In our Norwegian study sample, 30% of the men and 20% of the women had three or four health risk behaviors at the same time. Compared to various studies from different countries, these findings are above average. In China, 10% of the men and only 0.7% of the women had three or four health risk behaviors at once [38]. In a study in Brazil, the prevalence was 18% for men and 11% for women [15], and further 16% for men and 9% for women in a Swedish sample population [33]. Moreover, only one study that observed an English adult population had close to similar results as ours, whereas 29% of the men and 24% of the women had three or more health risk behaviors at the same time [16]. However, substantial heterogeneity in operationalization of health risk behaviors hampers comparison between studies.

Strengths of the current study include the large, randomly drawn sample and the high response rate underpinning the representativeness of the findings. However, there are some limitations. The cross-sectional nature of the study hampers our ability to establish causality. In addition, self-reported health behaviors are associated with numerous biases, especially recall and social desirability bias [40]. Furthermore, the operationalization of health behaviors significantly affects the prevalence estimates and thus should be interpreted with caution.

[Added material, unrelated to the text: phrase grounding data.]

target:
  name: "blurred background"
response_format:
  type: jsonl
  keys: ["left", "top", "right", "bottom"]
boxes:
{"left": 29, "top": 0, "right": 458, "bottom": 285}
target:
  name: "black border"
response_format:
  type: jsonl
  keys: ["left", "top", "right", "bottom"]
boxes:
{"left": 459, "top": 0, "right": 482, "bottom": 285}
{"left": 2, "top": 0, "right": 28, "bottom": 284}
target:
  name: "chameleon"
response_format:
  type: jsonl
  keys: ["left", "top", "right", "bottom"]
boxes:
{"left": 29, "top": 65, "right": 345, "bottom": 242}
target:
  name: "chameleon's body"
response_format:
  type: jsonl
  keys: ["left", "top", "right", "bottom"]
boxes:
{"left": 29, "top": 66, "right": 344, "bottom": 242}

Dichotomizing the four health behaviors used in this study had some strengths and weaknesses for the findings. First, due to insufficient response options regarding fruit and vegetable consumption (see Table 1), at least one portion of fruit/berries and one portion of vegetables daily (a total of 2 portions each day) were used as a cut-off point instead of the nationally recommended 5 portions each day [26]. This cut-off point, which together with fish intake provided one diet variable, should be taken into account when comparing our data with other studies, and in relation to adherence to public health recommendations. However, using separate recommendations for diet merged into one variable may simplify and strengthen the diet variable since nutritional epidemiology often is burdened by multicollinearity [41, 42]. Second, the dichotomization of alcohol consumption is based on a validated and reliable tool that measures high alcohol consumption (AUDIT-C) in a general population [27, 28] and is not directly comparable to the Norwegian recommended alcohol intake (20 g daily for men and 10 g daily for women) [43]. Nevertheless, reporting adherence to recommendations in general is useful from a public health perspective as our findings can be linked to national public health policy and goals, given the aforementioned limitations.

Conclusion

We observed a gradient in meeting health behavior recommendations across levels of education, showing subgroups within the general adult population with an overall unhealthy lifestyle. It appeared that males and individuals with low education had higher risk of developing multiple health risk behaviors indicating that these groups could be targeted in future public health interventions. Nearly 24% of the study population had three or more health risk behaviors at once and five of the sixteen health behaviors patterns did cluster. Although more research is needed on both the causal relationships between socio-economic factors and health behaviors and the associations between clustering of these and health outcomes, we believe our findings can assist in developing informed public health interventions to combat the burden of non-communicable diseases.